Example call_end success
{
"result": {
"status": "ACCEPTED",
"code": "CALL_END_SUCCESS",
"timestamp": "2025-10-04T18:21:52.103Z"
},
"data": {
"callId": "call_123",
"costUSD": 0,
"metered": {
"tokens": 768,
"calls": 1,
"searches": 1
}
},
"correlationId": "corr_abc123"
}metered is derived from the raw Dynamo deltas. Additional meters (audio seconds, reasoning tokens, balances) will populate in later phases without breaking the contract.

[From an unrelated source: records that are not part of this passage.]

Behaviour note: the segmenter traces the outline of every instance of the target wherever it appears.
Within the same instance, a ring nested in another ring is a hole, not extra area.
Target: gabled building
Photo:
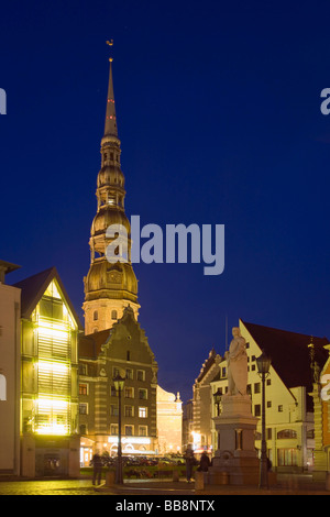
[[[79,319],[55,267],[21,290],[21,475],[79,475]]]
[[[260,417],[255,447],[261,449],[262,389],[256,358],[262,351],[272,359],[266,380],[267,454],[277,471],[311,470],[315,450],[315,422],[311,397],[314,370],[310,361],[310,336],[273,329],[240,320],[240,330],[246,341],[249,361],[249,393],[252,413]],[[326,338],[314,338],[315,361],[322,369],[327,361]],[[219,364],[218,377],[212,383],[212,395],[227,392],[227,361]],[[212,397],[211,397],[212,398]],[[210,400],[213,416],[216,406]],[[221,406],[220,406],[221,409]],[[217,433],[213,431],[213,443]]]
[[[194,449],[198,452],[201,452],[204,449],[210,450],[212,446],[211,429],[213,414],[211,406],[211,382],[218,375],[220,362],[221,356],[212,349],[193,386],[193,426],[190,436],[187,438],[189,440],[188,443],[194,443]]]
[[[81,464],[95,451],[117,454],[119,397],[113,378],[125,377],[121,396],[122,451],[150,454],[157,444],[158,366],[131,307],[112,329],[79,340]]]

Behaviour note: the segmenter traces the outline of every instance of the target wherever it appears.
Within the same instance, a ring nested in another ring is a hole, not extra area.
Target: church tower
[[[101,140],[101,169],[97,178],[97,215],[90,231],[90,267],[85,283],[85,333],[107,330],[123,316],[130,306],[138,319],[138,280],[131,263],[131,226],[124,211],[124,175],[120,165],[120,140],[118,138],[112,58],[106,110],[105,134]],[[121,224],[128,234],[127,262],[110,263],[107,246],[113,239],[107,238],[107,228]]]

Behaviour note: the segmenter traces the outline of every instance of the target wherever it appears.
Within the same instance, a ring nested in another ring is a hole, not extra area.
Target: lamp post
[[[123,484],[122,476],[122,453],[121,453],[121,392],[124,386],[124,377],[121,377],[119,373],[113,378],[114,388],[118,393],[118,454],[117,454],[117,469],[116,469],[116,483],[118,485]]]
[[[272,360],[263,351],[256,359],[257,373],[262,380],[262,447],[260,461],[260,488],[268,488],[268,465],[266,443],[266,392],[265,380],[270,375]]]

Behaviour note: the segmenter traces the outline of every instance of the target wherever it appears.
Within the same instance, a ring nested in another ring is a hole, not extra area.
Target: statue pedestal
[[[257,485],[260,461],[254,448],[257,418],[251,413],[249,395],[224,395],[222,413],[216,417],[218,450],[209,469],[209,483]]]

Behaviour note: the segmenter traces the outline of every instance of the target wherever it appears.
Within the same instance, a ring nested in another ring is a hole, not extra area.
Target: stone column
[[[219,449],[209,469],[209,483],[222,484],[227,474],[231,485],[257,485],[260,461],[254,447],[257,418],[251,411],[249,395],[224,395],[221,415],[215,417]]]

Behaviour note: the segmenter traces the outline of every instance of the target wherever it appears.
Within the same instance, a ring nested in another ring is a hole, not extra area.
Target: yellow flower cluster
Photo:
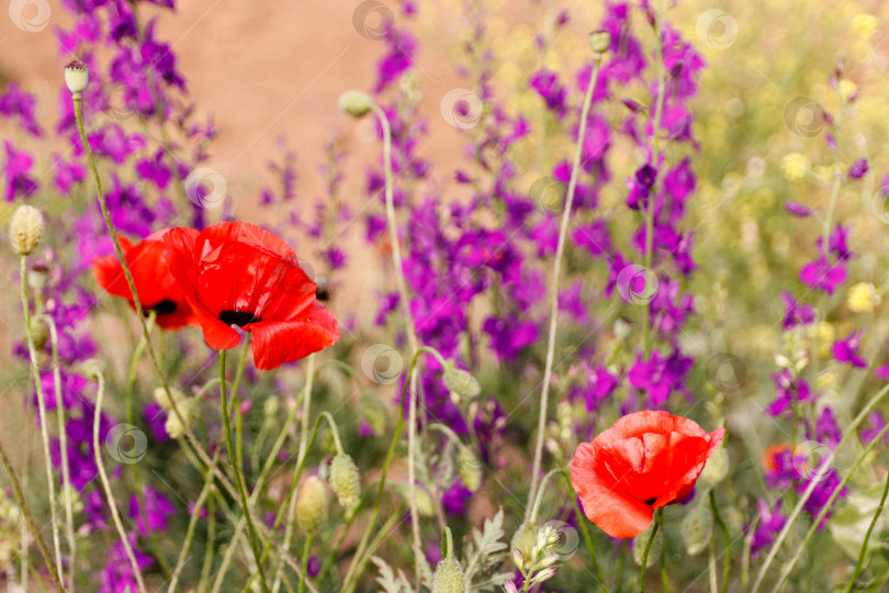
[[[781,172],[790,181],[806,177],[809,170],[809,158],[802,153],[790,153],[781,159]]]

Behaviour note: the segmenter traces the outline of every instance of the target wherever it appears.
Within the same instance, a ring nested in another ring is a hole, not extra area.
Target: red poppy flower
[[[571,483],[589,521],[611,537],[635,537],[654,508],[691,492],[724,434],[667,412],[629,414],[577,447]]]
[[[170,228],[170,271],[185,293],[211,348],[234,348],[252,333],[254,362],[274,369],[339,339],[334,315],[315,298],[315,282],[288,244],[241,222],[200,233]]]
[[[168,249],[162,233],[155,233],[138,245],[133,245],[126,237],[120,237],[120,240],[143,311],[146,314],[154,311],[157,314],[156,323],[160,327],[177,329],[196,324],[198,318],[165,261]],[[92,271],[100,287],[109,294],[126,299],[135,310],[133,292],[116,255],[93,259]]]

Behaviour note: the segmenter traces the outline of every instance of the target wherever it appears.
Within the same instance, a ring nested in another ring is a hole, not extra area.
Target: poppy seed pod
[[[463,567],[453,558],[446,558],[432,575],[432,593],[464,593],[466,589]]]
[[[351,456],[339,454],[334,457],[330,462],[330,488],[342,506],[348,508],[358,502],[361,478]]]
[[[452,363],[444,367],[444,384],[461,398],[472,399],[482,392],[479,381],[470,372],[458,369]]]
[[[20,205],[12,214],[9,224],[9,240],[20,256],[29,256],[40,245],[46,222],[40,210],[30,205]]]
[[[65,66],[65,83],[72,94],[80,94],[90,81],[90,70],[87,65],[75,59]]]
[[[469,447],[460,447],[460,465],[457,468],[463,485],[472,492],[482,485],[482,463]]]
[[[310,475],[296,493],[296,524],[303,534],[314,533],[327,519],[330,499],[327,485],[317,475]]]
[[[373,99],[367,92],[346,91],[339,96],[339,109],[352,118],[367,115],[373,105]]]

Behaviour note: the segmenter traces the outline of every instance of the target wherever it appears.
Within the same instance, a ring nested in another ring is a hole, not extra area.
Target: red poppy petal
[[[304,318],[254,323],[247,328],[254,335],[254,363],[261,370],[299,360],[333,346],[339,339],[336,317],[317,301]]]
[[[213,313],[204,309],[200,303],[189,298],[189,304],[201,324],[204,332],[204,339],[207,345],[216,350],[227,350],[240,344],[240,334],[230,325],[226,325],[216,318]]]
[[[293,253],[290,245],[265,228],[246,222],[222,222],[204,228],[195,244],[196,255],[203,257],[220,245],[229,242],[261,247],[284,258],[296,258],[296,254]]]
[[[630,496],[600,462],[596,448],[584,443],[571,462],[571,482],[584,513],[611,537],[635,537],[651,525],[652,507]]]
[[[256,245],[223,243],[198,264],[198,300],[215,314],[244,311],[292,321],[315,300],[315,283],[295,264]]]

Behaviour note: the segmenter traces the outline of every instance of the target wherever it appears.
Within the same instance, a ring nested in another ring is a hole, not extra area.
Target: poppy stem
[[[31,306],[27,300],[27,256],[23,255],[19,258],[19,270],[22,295],[22,315],[25,325],[25,336],[27,344],[29,367],[31,369],[31,378],[34,380],[34,390],[37,393],[37,411],[41,419],[41,440],[43,443],[43,457],[46,462],[46,484],[49,493],[49,517],[53,526],[53,549],[55,550],[56,574],[63,574],[61,567],[61,545],[59,544],[58,535],[58,500],[56,499],[56,479],[53,475],[53,461],[49,455],[49,424],[46,422],[46,396],[43,393],[43,379],[41,371],[37,368],[37,349],[34,346],[34,337],[31,327]],[[56,406],[60,407],[61,402],[56,402]]]
[[[722,591],[728,592],[732,561],[732,534],[729,532],[729,526],[725,525],[722,515],[719,513],[719,505],[716,503],[716,493],[712,490],[710,491],[710,510],[713,512],[713,518],[717,525],[719,525],[719,528],[722,529],[722,535],[725,538],[725,564],[722,568]]]
[[[68,585],[74,589],[75,567],[77,564],[77,540],[74,528],[74,504],[71,497],[71,472],[68,465],[68,430],[65,427],[65,405],[61,394],[61,367],[58,357],[58,327],[49,315],[41,315],[49,327],[49,343],[53,353],[53,387],[56,396],[56,423],[58,425],[58,448],[61,458],[61,501],[65,504],[65,538],[68,540]]]
[[[645,542],[645,550],[642,552],[642,574],[639,579],[639,593],[645,593],[645,569],[649,568],[649,551],[651,551],[651,545],[654,544],[654,537],[661,528],[661,517],[663,514],[663,508],[657,508],[654,512],[654,528],[651,530],[651,537],[649,537],[649,540]]]
[[[664,42],[661,38],[662,35],[662,18],[663,18],[663,1],[659,2],[657,12],[655,13],[654,20],[654,35],[656,37],[656,51],[657,51],[657,59],[655,60],[655,67],[657,68],[657,98],[655,100],[654,107],[654,122],[652,127],[652,164],[651,166],[654,167],[655,171],[660,170],[660,158],[661,158],[661,120],[664,113],[664,94],[666,94],[666,77],[665,77],[665,67],[664,67]],[[657,177],[660,174],[655,175],[654,181],[652,182],[651,188],[649,188],[649,200],[648,200],[648,208],[645,209],[645,292],[649,291],[649,281],[652,279],[652,260],[654,257],[654,195],[655,195],[655,188],[657,187]],[[645,321],[642,325],[642,350],[645,354],[645,361],[649,360],[651,356],[651,303],[644,304],[645,311]],[[644,407],[644,400],[640,399],[639,401],[639,410],[643,410]]]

Premium detection and override
UsageTap automatically determines whether a call is premium based on the model's output token pricing:
- If the output token price exceeds $4.00 per million tokens, the call is classified as premium
- Otherwise, it's classified as standard
You can explicitly override this detection by passing isPremium in your call_end request:
await usageTap.endCall({
callId: begin.data.callId,
modelUsed: "custom-model-v2",
inputTokens: 100,
responseTokens: 200,
isPremium: true, // Explicitly mark this as a premium call
});This is useful when:
- You're using custom models that aren't in UsageTap's pricing database
- You want to enforce specific billing tiers regardless of pricing
- You're implementing your own tier classification logic
Raw fetch integrations
Prefer UsageTapClient whenever possible—it handles retries, headers, and idempotency for you. If you still need to work with fetch directly, remember to request the canonical media type and consume the envelope shape directly:
import type { BeginCallResponseBody, EndCallResponseBody } from "@usagetap/sdk";
const beginResponse = await fetch(`${baseUrl}/call_begin`, {
method: "POST",
headers: {
Authorization: `Bearer ${apiKey}`,
Accept: "application/vnd.usagetap.v1+json",
"Content-Type": "application/json",
},
body: JSON.stringify(payload),
}).then((r) => r.json());
if (beginResponse.result.status !== "ACCEPTED") {
throw new Error(`call_begin failed: ${beginResponse.result.code}`);
}
const begin = beginResponse.data as BeginCallResponseBody;
// ...later, when closing the call
const endResponse = await fetch(`${baseUrl}/call_end`, {
method: "POST",
headers: {
Authorization: `Bearer ${apiKey}`,
Accept: "application/vnd.usagetap.v1+json",
"Content-Type": "application/json",
},
body: JSON.stringify({ callId: begin.callId }),
}).then((r) => r.json());
if (endResponse.result.status !== "ACCEPTED") {
throw new Error(`call_end failed: ${endResponse.result.code}`);
}
const end = endResponse.data as EndCallResponseBody;The canonical payloads (BeginCallResponseBody, EndCallResponseBody, etc.) now match the envelope exactly, keeping SDK and raw integrations aligned without extra helper utilities.